Alexandria Clark: Forecasts and Were you there when you read this?"

Tether Festival, Nottingham, November 2007

Review by Nick Simpson

Alexandria Clark's artwork has struck me as being some of the most interesting work I have seen in recent months. Clark featured recently in Tether Festival in Nottingham; jointly curating Throes with Charlotte Pratley, collaborating with fellow NTU Fine Art graduate Matthew Cooper in a live performance, Forecasts. The written work produced during Clark's past performances seems to have developed in to the form of a book, "Were you there when you read this?" for Beneath the Tarmac; the Grass exhibition in Bromley House, Nottingham.
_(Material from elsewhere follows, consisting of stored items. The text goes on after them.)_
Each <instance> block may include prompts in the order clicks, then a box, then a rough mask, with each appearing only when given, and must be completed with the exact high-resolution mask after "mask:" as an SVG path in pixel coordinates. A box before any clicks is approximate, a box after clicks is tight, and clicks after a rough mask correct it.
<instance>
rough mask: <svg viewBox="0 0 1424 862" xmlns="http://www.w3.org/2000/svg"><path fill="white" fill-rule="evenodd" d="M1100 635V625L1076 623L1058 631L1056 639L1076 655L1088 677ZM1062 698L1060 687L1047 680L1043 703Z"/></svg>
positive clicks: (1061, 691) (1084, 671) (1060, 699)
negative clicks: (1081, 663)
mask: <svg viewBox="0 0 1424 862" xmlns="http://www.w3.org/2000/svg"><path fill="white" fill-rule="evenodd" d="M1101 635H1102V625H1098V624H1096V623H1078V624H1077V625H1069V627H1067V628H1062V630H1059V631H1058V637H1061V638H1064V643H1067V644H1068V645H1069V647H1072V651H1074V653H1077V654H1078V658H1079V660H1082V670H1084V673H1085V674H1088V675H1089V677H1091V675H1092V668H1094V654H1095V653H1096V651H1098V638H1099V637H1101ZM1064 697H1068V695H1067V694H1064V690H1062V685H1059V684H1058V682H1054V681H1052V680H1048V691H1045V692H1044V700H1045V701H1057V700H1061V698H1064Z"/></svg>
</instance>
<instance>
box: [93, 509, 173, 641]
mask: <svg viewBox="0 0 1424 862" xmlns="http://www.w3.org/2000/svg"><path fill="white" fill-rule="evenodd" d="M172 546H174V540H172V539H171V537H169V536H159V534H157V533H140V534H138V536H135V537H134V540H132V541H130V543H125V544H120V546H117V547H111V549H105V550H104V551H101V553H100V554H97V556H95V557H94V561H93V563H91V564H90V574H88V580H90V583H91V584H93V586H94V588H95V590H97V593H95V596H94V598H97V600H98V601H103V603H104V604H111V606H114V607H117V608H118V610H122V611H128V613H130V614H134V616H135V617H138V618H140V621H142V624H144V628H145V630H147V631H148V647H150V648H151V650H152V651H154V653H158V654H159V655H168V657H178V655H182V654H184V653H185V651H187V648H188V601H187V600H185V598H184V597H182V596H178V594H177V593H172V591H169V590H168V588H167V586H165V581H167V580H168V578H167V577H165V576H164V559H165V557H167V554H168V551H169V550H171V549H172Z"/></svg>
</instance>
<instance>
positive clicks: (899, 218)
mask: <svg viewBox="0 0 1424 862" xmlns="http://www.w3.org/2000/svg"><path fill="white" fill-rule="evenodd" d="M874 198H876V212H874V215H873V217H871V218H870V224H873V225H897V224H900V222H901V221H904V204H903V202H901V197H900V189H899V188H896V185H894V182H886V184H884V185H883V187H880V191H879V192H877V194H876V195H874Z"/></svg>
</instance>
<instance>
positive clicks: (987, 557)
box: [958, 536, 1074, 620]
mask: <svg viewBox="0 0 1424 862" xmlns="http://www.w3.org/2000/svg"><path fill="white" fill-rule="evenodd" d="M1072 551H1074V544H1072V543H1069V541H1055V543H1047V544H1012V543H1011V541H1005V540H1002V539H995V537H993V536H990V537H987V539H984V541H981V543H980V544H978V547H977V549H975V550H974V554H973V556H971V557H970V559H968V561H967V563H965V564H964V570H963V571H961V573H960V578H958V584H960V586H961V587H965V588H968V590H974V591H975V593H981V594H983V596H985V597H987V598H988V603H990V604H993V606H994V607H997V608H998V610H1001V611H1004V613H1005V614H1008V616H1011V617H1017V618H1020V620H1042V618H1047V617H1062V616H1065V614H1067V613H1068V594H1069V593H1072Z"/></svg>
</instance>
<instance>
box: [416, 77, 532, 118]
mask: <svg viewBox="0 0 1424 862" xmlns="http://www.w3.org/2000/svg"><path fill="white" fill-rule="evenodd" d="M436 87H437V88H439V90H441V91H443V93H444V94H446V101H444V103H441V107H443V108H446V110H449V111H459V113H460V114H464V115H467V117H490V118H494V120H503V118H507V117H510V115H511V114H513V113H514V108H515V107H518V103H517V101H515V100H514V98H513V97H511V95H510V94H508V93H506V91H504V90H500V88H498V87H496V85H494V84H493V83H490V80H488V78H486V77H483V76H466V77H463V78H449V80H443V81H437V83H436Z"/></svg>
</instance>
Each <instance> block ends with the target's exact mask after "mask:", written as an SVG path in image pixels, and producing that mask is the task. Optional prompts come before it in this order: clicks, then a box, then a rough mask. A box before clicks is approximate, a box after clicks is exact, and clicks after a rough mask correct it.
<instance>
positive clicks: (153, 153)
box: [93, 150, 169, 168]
A compelling aspect of Clark's work is her ability to convey thoughts emanating from the conscience into words, which are then emphasised and given clarity through the way they are presented on page. The longer one reads the more you can begin to see a kind of mapping process evolve. I found that this was made most effective in the simple format and presentation of the book. In the other work, Forecasts with Matthew Cooper, her words were projected onto a white stretched out sheet screen, and Cooper proceeded to build up, hinge, and clamp pieces of discarded wood together forming structures in front of the screen. The projected words were then highlighted, picked out and disturbed by his work. It seemed a constant tussle between them; Cooper was disturbing her words, spending time framing particular sections to create a different dialogue; and she would let him do this, only to press the spacebar or return key and the whole image and structure was changed. The struggle to be in power was always present, yet at times there seemed to be an interesting connection between them, as if in an ‘other world'.

A similar approach to the presentation of the text on the page was carried out in the printing of her book. This interplay worked well as the text and a narrative evolves. The author's thought process came discernible through of the layout of the text. Of course the artist is not talking to the reader but is instead giving an insight into her thoughts and the story she is creating through written words. This is perhaps more difficult than it first appears; Clark shows an ability to objectively articulate her thoughts into words, without being subconsciously influenced by the way in which an audience might read it. This is something I have ascertained from her work alone and I have not seen this in any other written subject. The relation between one's thoughts and what one writes is often, if not always, influenced by an impulse to modify those thoughts so that within the written medium they can relate to a specific audience. I find Clark's work refreshingly uninhibited because of the way she uses this process. Another angle can be perceived within Clark's live work where you feel the impression that you the viewer and the audience around you is affecting the author's words. I began to wonder whether my thoughts and impressions were being analysed and played around with by the artist. This adds another silent yet present dimension to the performance.

At times there seems to be a very personal quality to Clark's work and this adds to the intrigue of reading it and the attempt to understand who is actually communicating with you as the reader. A dialogue seems to build up within the author's conscience yet there are no other character's voice to add further dimensions or to flesh-out a spontaneous thought through conversation and response. This offers the reader more insight into the author's mind, and you can wonder if there are sub-consciences or alter egos influencing these words. Perhaps separate characters are being created as a narrative develops, so the reader can also be challenged into comprehending who is who within the text. Both the book and the performance make for very interesting reading and the levels that Clark's artwork exists upon are subject to constant variation depending, of course, on how it is read.